Peak A linked to interband transitions

Peak B attributed to defects, disappearing at room temperature

Decay times remain consistent across thicknesses

Abstract

Indium (III) selenide is currently one of the most actively studied materials in the two-dimensional family due to its remarkable ferroelectric and optical properties. This study focuses on the luminescent properties of few-layer In$_2$Se$_3$ flakes with thicknesses ranging from 7 to 100 monolayers. To explore the photoluminescence features and correlate them with changes in crystal symmetry and surface potential, we employed a combination of techniques, including temperature-dependent micro-photoluminescence, time-resolved photoluminescence, Raman spectroscopy, atomic force microscopy, and Kelvin probe force microscopy. X-ray diffraction and Raman spectroscopy confirmed that the samples studied possess the $\alpha$-polytype structure.
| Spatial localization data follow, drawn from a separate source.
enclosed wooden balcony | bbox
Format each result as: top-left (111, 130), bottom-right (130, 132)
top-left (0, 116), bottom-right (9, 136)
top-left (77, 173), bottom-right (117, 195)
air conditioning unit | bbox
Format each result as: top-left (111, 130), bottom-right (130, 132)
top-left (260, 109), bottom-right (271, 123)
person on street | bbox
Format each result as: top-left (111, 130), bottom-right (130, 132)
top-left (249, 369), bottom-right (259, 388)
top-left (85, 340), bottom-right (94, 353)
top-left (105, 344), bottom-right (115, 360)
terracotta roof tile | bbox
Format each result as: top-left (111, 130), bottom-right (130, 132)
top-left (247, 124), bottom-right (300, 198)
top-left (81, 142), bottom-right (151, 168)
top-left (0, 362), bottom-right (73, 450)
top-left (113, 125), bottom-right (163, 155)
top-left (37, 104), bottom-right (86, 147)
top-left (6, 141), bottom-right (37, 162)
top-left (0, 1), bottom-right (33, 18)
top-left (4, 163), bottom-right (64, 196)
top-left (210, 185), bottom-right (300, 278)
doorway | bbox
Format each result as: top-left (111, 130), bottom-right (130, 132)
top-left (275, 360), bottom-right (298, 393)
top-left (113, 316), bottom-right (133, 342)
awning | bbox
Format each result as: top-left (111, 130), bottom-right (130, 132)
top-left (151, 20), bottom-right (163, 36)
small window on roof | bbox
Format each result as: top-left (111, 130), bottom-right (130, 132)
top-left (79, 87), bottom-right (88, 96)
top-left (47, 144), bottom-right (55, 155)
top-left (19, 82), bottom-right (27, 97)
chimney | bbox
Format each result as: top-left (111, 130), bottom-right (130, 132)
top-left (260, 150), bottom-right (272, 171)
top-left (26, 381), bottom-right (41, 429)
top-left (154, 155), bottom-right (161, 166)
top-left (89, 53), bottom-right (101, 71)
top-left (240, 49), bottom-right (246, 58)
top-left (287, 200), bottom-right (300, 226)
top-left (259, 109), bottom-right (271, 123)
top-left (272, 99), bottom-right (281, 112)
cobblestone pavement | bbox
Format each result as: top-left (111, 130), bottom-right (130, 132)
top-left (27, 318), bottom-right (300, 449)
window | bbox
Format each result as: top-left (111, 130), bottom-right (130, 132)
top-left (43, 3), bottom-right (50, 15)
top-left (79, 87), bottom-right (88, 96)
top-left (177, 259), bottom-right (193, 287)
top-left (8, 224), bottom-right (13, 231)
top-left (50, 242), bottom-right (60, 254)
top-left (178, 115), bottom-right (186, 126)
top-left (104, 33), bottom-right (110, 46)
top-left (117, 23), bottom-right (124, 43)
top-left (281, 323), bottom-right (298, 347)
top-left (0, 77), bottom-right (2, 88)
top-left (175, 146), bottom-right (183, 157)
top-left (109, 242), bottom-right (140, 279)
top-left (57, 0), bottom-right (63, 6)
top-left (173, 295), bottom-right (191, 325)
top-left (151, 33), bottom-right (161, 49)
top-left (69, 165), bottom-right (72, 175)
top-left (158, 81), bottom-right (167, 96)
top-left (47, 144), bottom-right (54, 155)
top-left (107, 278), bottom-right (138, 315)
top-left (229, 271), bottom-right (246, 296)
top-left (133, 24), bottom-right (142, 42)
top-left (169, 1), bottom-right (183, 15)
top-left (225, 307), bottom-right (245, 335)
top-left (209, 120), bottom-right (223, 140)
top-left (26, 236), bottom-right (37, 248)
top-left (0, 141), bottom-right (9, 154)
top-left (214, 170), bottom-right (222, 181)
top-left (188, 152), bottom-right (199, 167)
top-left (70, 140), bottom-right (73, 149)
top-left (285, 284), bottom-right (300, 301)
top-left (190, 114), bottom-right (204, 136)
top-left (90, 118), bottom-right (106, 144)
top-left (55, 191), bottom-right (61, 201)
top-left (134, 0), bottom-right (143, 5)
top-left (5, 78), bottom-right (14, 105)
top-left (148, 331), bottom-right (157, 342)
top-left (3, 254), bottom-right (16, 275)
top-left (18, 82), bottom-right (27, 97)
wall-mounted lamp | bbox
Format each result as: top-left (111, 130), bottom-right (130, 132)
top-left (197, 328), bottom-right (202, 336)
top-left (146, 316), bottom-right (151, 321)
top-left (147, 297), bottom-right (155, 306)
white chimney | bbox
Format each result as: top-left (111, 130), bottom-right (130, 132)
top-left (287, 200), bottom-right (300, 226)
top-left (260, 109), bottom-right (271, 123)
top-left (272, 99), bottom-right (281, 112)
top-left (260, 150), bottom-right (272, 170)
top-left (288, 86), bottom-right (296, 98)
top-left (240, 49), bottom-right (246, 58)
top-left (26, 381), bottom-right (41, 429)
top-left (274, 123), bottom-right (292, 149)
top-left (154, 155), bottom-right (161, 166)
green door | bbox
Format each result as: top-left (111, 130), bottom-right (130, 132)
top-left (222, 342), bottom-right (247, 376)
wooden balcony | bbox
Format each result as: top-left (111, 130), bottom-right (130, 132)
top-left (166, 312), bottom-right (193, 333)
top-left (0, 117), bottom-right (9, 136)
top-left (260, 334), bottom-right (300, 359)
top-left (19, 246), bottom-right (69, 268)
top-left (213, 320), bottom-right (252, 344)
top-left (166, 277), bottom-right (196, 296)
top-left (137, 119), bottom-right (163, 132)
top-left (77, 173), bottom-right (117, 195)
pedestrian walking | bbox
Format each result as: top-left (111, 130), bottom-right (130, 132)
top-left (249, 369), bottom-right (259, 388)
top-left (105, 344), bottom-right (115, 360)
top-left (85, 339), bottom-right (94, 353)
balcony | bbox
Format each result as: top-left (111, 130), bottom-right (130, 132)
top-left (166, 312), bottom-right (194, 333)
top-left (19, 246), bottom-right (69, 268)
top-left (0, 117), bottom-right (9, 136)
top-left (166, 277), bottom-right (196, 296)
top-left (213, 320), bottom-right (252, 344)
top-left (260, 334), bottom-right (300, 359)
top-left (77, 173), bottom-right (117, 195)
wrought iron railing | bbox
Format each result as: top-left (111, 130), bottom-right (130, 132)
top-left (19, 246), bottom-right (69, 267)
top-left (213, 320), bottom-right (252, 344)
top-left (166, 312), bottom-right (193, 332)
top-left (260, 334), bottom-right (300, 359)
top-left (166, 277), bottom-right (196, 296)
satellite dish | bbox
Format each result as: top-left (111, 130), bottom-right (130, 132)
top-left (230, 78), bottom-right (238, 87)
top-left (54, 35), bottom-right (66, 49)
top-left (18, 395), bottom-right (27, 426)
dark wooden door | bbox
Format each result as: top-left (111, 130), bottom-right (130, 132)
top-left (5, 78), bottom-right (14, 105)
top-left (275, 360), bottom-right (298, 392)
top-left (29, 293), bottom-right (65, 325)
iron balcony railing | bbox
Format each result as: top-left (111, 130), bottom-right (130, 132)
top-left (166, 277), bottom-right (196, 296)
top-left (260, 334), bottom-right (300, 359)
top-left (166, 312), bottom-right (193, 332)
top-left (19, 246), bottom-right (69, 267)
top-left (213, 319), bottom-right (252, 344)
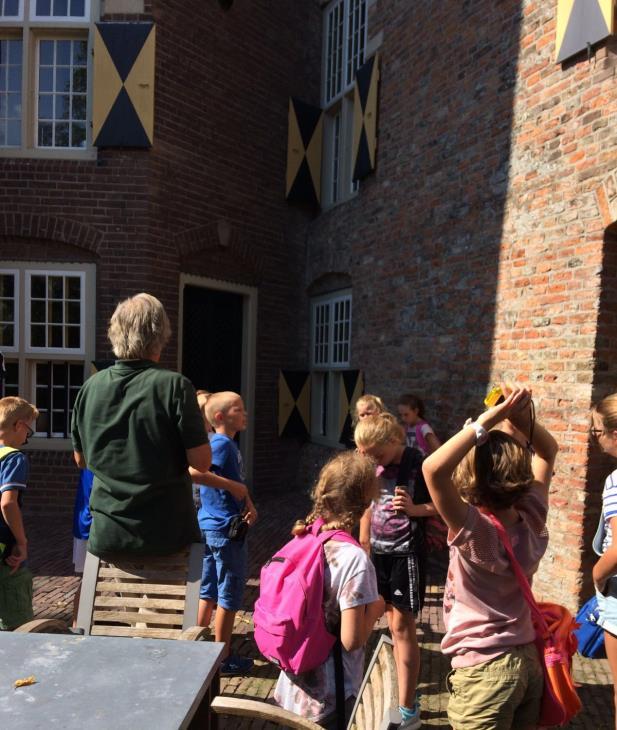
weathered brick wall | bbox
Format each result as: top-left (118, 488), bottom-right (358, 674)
top-left (491, 5), bottom-right (617, 606)
top-left (0, 1), bottom-right (321, 517)
top-left (295, 1), bottom-right (617, 608)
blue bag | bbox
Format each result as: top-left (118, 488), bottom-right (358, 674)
top-left (574, 596), bottom-right (605, 658)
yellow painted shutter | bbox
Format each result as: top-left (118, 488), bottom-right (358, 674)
top-left (285, 98), bottom-right (323, 206)
top-left (278, 370), bottom-right (311, 439)
top-left (555, 0), bottom-right (615, 63)
top-left (352, 54), bottom-right (380, 182)
top-left (338, 370), bottom-right (364, 445)
top-left (93, 22), bottom-right (156, 147)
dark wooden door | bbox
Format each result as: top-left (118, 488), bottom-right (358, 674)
top-left (182, 285), bottom-right (243, 394)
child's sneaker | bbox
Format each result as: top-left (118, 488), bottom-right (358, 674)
top-left (398, 702), bottom-right (421, 730)
top-left (220, 655), bottom-right (253, 676)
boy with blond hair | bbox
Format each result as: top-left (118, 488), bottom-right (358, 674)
top-left (190, 391), bottom-right (257, 675)
top-left (0, 396), bottom-right (39, 630)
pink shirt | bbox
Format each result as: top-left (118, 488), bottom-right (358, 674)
top-left (442, 491), bottom-right (548, 668)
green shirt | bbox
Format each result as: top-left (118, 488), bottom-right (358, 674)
top-left (71, 359), bottom-right (207, 556)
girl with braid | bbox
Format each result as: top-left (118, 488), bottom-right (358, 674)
top-left (273, 451), bottom-right (385, 727)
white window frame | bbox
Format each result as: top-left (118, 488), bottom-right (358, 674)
top-left (25, 269), bottom-right (86, 354)
top-left (1, 261), bottom-right (95, 449)
top-left (310, 289), bottom-right (352, 445)
top-left (0, 267), bottom-right (20, 352)
top-left (321, 0), bottom-right (367, 208)
top-left (0, 0), bottom-right (99, 159)
top-left (30, 0), bottom-right (91, 22)
top-left (0, 1), bottom-right (24, 21)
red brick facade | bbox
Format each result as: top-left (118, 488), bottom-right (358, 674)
top-left (294, 1), bottom-right (617, 608)
top-left (2, 1), bottom-right (616, 608)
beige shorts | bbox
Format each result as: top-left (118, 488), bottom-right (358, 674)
top-left (447, 643), bottom-right (543, 730)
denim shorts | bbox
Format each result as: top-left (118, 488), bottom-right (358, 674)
top-left (200, 529), bottom-right (248, 611)
top-left (597, 577), bottom-right (617, 638)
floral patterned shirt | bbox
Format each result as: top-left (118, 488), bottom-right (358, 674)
top-left (273, 540), bottom-right (379, 721)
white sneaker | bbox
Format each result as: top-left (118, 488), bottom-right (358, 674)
top-left (398, 703), bottom-right (421, 730)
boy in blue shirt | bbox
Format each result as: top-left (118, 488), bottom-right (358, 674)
top-left (0, 396), bottom-right (39, 630)
top-left (190, 391), bottom-right (257, 675)
top-left (71, 467), bottom-right (94, 625)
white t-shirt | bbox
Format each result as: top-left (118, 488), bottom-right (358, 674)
top-left (273, 540), bottom-right (379, 721)
top-left (602, 468), bottom-right (617, 554)
top-left (404, 421), bottom-right (434, 454)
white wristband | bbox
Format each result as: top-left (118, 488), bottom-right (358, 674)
top-left (467, 421), bottom-right (489, 446)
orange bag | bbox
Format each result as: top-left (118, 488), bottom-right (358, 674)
top-left (489, 515), bottom-right (582, 727)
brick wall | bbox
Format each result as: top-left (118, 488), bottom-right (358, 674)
top-left (1, 1), bottom-right (322, 518)
top-left (293, 1), bottom-right (617, 609)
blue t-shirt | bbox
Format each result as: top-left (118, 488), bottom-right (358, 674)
top-left (197, 434), bottom-right (245, 532)
top-left (72, 468), bottom-right (94, 540)
top-left (0, 447), bottom-right (29, 556)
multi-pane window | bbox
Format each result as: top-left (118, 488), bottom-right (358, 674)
top-left (0, 269), bottom-right (18, 348)
top-left (0, 0), bottom-right (93, 154)
top-left (32, 0), bottom-right (88, 19)
top-left (37, 38), bottom-right (87, 148)
top-left (27, 271), bottom-right (83, 350)
top-left (322, 0), bottom-right (367, 207)
top-left (34, 361), bottom-right (83, 436)
top-left (0, 1), bottom-right (21, 18)
top-left (0, 263), bottom-right (94, 442)
top-left (310, 291), bottom-right (352, 444)
top-left (0, 39), bottom-right (22, 146)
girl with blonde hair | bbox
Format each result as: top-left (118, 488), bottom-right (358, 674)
top-left (274, 451), bottom-right (385, 727)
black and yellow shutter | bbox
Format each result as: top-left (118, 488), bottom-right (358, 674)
top-left (338, 370), bottom-right (364, 446)
top-left (278, 370), bottom-right (311, 439)
top-left (286, 98), bottom-right (323, 206)
top-left (352, 53), bottom-right (380, 182)
top-left (93, 23), bottom-right (156, 147)
top-left (555, 0), bottom-right (615, 63)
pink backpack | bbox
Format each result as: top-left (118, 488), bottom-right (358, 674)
top-left (253, 517), bottom-right (359, 675)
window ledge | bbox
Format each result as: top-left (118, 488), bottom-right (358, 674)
top-left (321, 187), bottom-right (360, 213)
top-left (22, 438), bottom-right (74, 453)
top-left (0, 148), bottom-right (97, 161)
top-left (310, 435), bottom-right (346, 450)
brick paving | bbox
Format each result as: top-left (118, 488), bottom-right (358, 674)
top-left (28, 492), bottom-right (614, 729)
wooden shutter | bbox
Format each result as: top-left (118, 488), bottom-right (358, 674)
top-left (555, 0), bottom-right (615, 63)
top-left (278, 370), bottom-right (311, 439)
top-left (285, 98), bottom-right (323, 206)
top-left (93, 22), bottom-right (156, 148)
top-left (338, 370), bottom-right (364, 446)
top-left (352, 54), bottom-right (380, 182)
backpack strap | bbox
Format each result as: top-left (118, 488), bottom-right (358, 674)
top-left (487, 513), bottom-right (550, 637)
top-left (0, 446), bottom-right (18, 462)
top-left (333, 635), bottom-right (346, 730)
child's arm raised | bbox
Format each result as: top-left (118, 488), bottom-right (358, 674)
top-left (340, 595), bottom-right (385, 652)
top-left (422, 387), bottom-right (531, 533)
top-left (189, 467), bottom-right (248, 502)
top-left (501, 385), bottom-right (558, 502)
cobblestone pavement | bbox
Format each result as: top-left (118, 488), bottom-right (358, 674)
top-left (29, 491), bottom-right (613, 729)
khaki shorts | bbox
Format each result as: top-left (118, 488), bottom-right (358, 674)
top-left (0, 562), bottom-right (33, 631)
top-left (447, 643), bottom-right (543, 730)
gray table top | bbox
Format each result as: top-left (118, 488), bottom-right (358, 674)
top-left (0, 632), bottom-right (225, 729)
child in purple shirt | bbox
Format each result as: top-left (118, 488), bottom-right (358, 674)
top-left (422, 385), bottom-right (558, 730)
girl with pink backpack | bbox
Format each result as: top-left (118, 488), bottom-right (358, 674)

The micro-photoluminescence spectrum consists of two bands, A and B, with band B almost completely disappearing at room temperature. Temperature-dependent photoluminescence and time-resolved measurements helped us to elucidate the nature of the observed bands. We find that peak A is associated with emission from interband transitions in In$_2$Se$_3$, while peak B is attributed to defect-related emission. Additionally, the photoluminescence decay times of In$_2$Se$_3$ flakes with varying thicknesses were determined. No significant changes were observed in the decay components as the thickness increased from 7 to 100 monolayers, suggesting that there are no qualitative changes in the band structure.